Mais également, l’aspect économique joue un grand rôle dans cette embellie. La France à la recherche de diversification de ses sources d’approvisionnements sûrs en énergie fossile, peut trouver en l’Etat hébreux un partenaire de choix avec ses nouveaux gisements gaziers offshores.

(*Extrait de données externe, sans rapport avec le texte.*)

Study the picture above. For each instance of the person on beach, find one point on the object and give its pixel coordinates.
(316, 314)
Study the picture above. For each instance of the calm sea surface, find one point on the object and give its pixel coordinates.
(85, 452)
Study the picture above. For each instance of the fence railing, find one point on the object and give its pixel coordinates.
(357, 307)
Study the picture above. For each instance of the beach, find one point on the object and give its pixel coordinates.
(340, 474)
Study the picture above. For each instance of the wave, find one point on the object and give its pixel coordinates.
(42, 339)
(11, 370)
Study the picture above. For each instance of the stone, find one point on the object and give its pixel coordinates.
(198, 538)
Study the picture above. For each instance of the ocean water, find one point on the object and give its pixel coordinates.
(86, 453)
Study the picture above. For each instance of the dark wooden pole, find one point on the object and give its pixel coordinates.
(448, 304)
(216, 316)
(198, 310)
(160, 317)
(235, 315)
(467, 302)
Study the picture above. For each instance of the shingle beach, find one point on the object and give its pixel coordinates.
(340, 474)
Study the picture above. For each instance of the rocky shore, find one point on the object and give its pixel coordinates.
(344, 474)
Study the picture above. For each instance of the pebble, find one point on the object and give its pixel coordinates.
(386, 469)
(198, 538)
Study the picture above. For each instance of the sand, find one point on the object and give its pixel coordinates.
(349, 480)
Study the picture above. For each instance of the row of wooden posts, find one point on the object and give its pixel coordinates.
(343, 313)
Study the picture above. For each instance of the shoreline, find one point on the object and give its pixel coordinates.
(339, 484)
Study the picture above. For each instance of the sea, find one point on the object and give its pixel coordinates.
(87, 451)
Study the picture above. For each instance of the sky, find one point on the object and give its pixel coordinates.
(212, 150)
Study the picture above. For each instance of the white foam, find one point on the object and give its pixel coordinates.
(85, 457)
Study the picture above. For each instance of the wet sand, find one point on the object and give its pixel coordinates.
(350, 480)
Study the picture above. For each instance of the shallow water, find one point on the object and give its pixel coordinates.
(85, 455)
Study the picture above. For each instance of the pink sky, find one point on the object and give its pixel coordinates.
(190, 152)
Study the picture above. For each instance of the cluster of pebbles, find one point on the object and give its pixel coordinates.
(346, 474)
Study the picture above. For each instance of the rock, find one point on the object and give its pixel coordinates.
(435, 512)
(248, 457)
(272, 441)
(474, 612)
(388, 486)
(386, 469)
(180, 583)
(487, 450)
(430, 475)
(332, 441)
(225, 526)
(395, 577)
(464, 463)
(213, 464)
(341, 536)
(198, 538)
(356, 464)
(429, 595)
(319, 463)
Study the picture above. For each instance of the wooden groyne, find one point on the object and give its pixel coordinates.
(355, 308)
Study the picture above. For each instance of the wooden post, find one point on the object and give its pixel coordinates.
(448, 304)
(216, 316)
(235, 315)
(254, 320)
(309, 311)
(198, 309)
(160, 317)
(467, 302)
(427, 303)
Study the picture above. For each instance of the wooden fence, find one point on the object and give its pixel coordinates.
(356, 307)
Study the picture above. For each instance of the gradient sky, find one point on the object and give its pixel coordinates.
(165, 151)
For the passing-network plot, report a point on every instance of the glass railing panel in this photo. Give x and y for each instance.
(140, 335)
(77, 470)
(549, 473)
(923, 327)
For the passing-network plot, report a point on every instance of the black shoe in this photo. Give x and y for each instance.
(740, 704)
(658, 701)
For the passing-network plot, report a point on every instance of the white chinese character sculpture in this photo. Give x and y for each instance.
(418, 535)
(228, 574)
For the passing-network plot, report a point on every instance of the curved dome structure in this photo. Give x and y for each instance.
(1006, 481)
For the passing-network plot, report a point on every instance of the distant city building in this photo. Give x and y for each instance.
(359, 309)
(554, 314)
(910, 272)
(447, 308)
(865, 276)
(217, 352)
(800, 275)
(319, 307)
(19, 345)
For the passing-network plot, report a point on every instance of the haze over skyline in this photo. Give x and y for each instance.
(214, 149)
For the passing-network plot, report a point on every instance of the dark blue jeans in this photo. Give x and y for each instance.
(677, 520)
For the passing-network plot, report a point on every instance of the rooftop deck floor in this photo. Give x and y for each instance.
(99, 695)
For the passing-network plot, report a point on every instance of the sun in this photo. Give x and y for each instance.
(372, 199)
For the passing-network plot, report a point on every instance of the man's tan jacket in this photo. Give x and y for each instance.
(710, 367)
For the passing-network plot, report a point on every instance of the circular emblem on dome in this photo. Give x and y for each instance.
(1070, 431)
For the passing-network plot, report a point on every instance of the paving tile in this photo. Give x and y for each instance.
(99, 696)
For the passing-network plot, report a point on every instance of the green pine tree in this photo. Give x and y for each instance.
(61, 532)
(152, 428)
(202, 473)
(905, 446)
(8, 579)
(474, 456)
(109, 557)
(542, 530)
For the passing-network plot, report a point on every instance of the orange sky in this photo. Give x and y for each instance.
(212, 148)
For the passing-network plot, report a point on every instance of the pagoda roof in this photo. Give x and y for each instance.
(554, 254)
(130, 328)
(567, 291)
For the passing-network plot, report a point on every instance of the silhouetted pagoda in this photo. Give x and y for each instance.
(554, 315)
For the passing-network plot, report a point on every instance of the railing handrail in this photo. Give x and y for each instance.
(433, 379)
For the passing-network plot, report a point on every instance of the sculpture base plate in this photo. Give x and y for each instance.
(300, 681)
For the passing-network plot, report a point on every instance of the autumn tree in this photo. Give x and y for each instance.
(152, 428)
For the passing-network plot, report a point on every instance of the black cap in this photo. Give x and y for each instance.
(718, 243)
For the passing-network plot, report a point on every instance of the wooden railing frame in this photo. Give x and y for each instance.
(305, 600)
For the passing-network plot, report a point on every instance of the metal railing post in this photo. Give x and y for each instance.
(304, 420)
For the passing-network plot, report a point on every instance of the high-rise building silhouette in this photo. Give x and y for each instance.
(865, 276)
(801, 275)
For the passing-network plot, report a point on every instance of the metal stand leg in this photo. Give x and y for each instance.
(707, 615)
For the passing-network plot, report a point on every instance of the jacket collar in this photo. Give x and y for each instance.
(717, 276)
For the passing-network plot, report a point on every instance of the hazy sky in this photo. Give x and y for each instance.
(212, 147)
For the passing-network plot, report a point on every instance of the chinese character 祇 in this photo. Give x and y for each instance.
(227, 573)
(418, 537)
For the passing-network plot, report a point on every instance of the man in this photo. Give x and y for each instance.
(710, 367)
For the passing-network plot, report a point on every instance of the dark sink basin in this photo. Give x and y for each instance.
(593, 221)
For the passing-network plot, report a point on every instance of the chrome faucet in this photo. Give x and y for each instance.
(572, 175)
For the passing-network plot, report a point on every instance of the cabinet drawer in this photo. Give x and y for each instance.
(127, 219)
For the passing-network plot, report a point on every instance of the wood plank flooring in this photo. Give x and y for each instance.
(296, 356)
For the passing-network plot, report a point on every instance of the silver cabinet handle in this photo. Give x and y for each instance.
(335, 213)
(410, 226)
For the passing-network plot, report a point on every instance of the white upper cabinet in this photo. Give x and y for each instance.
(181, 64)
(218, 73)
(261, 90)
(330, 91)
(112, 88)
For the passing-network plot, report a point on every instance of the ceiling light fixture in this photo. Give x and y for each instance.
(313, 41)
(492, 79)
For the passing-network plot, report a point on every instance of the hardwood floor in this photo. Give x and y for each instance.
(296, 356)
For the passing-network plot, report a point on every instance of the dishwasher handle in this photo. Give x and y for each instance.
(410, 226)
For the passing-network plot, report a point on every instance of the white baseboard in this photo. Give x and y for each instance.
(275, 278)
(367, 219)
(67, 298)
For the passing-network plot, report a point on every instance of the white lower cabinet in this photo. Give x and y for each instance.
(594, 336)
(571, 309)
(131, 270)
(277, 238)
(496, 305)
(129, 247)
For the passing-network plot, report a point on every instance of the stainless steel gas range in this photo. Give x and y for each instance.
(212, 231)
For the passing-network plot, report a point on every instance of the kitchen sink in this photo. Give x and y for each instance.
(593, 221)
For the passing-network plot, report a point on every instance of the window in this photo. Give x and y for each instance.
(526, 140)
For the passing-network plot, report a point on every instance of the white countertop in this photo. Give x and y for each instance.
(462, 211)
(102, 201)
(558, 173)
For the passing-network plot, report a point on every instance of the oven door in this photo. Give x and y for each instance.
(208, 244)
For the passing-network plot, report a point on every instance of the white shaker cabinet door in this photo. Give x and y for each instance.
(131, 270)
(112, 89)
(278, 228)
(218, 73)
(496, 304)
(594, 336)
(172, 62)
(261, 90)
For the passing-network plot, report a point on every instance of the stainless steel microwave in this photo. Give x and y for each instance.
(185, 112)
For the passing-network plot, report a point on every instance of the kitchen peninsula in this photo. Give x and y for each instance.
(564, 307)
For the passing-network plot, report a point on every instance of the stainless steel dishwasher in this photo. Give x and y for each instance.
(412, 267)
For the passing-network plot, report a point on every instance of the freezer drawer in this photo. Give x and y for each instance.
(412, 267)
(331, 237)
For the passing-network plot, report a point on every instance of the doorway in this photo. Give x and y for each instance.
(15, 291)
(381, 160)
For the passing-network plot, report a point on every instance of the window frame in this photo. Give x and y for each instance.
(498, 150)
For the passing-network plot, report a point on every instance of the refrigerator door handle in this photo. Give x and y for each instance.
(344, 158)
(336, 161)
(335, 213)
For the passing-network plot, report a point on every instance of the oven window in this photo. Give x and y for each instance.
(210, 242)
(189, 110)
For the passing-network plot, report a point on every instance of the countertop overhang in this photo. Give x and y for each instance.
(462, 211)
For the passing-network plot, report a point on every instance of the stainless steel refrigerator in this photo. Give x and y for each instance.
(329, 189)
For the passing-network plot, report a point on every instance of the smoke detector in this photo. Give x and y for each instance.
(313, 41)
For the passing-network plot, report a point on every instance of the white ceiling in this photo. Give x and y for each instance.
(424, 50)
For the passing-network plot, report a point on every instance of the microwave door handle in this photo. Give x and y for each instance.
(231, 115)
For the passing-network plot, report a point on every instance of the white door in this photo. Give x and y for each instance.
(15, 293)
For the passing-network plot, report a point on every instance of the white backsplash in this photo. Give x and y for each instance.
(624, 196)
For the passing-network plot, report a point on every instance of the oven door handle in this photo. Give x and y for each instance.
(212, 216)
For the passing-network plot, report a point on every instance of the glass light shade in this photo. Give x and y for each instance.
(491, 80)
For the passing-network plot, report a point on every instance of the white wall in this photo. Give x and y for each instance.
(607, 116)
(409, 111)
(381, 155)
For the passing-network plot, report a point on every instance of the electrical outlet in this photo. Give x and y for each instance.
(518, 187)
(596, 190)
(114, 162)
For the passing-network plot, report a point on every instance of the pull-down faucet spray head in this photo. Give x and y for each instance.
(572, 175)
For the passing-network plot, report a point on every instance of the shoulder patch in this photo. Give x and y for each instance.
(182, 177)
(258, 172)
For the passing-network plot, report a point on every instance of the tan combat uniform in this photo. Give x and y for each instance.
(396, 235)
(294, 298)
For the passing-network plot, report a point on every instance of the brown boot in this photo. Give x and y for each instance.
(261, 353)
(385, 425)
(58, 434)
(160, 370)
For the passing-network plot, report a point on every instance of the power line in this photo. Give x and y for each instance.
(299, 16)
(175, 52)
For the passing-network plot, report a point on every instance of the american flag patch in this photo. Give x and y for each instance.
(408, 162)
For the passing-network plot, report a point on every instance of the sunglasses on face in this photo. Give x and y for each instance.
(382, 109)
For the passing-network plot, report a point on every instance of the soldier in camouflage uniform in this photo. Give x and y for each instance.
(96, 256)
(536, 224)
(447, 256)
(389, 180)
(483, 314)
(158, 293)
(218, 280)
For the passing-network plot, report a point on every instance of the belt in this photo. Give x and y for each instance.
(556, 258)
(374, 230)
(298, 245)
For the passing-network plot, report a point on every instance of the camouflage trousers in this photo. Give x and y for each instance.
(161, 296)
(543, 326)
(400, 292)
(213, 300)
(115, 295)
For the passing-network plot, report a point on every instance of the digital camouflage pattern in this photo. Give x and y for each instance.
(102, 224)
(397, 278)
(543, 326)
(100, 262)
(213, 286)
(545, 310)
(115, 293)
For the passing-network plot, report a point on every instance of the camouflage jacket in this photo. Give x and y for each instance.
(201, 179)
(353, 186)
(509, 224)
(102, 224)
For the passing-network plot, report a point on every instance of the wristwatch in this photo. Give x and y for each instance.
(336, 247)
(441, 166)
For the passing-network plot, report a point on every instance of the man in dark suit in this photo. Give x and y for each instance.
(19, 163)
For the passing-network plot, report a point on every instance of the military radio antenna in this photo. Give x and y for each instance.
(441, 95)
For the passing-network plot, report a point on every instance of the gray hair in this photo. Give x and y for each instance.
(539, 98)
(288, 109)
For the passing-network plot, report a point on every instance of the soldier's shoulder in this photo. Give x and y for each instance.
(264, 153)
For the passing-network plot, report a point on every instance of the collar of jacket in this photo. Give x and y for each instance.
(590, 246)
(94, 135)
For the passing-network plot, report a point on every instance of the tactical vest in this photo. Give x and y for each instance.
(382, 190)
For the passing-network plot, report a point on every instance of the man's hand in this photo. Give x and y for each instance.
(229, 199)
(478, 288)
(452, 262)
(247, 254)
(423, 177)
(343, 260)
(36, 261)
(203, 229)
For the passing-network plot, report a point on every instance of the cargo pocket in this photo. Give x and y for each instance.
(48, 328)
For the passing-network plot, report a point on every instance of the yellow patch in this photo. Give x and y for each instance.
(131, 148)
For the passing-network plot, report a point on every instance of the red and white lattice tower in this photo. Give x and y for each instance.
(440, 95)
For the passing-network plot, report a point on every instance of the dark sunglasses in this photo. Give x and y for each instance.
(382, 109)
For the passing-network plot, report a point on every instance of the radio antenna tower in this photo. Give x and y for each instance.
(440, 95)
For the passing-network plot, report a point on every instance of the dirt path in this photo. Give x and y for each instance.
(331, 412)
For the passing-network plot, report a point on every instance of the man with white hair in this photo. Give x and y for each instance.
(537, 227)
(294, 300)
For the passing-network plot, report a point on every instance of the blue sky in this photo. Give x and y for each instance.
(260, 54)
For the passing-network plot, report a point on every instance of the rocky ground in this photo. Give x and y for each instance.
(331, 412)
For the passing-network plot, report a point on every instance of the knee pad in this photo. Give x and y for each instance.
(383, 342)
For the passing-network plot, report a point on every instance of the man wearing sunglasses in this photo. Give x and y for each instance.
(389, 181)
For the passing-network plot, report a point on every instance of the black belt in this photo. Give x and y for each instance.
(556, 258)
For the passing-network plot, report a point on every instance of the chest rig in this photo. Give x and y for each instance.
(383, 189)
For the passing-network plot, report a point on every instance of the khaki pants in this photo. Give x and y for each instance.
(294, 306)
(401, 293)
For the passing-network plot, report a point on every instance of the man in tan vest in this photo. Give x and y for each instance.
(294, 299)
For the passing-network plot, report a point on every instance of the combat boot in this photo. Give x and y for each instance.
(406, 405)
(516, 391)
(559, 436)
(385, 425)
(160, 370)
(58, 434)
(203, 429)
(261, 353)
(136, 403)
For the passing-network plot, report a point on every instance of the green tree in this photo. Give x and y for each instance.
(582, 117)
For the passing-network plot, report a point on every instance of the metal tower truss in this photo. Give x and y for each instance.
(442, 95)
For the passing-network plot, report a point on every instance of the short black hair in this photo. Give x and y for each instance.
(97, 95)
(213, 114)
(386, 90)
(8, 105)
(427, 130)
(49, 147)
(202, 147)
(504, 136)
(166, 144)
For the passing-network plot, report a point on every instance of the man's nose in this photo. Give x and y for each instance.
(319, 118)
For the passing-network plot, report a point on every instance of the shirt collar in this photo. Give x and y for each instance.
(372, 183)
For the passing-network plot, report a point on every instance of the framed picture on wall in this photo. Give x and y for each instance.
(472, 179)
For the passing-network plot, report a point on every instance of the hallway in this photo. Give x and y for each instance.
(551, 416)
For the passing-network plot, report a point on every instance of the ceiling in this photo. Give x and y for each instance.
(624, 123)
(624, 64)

De plus, Paris n’occupant que la 11e place parmi les pays exportateurs, la « start-up nation », peut devenir un partenaire de choix pour de futurs accords commerciaux, comme le démontre l’importante délégation accompagnant François Hollande.
Une occasion unique pour un rôle majeur au Moyen-Orient
Les USA en se désengagent du Moyen-Orient, avec leur « pivotement » vers l’Asie-Pacifique ont leur part de responsabilité dans l’instabilité régionale qui a suivi les « printemps arabes ». En lâchant Hosni Moubarak ce qui a favorisé la montée au pouvoir des « Frères musulmans », par sa gestion calamiteuse du dossier syrien et la tentative d’accord « à bas prix » avec la République islamique d’Iran, Obama a créé un grand doute quant à sa fiabilité auprès de ses alliés. En retour, cette politique a favorisé bien involontairement ce que des années de tentatives avortées n’avaient pu faire, le rapprochement des monarchies pétrolières avec Israël via le dossier iranien.
La France en tenant à la fois un discours ferme auprès des dirigeants iraniens, en phase avec un bon nombre de pays de la région et en jouant un rôle équilibré et facilitateurs dans les négociations israélo-palestiniennes a une importante carte à jouer, et François Hollande semble l’avoir bien compris comme le démontre ce voyage.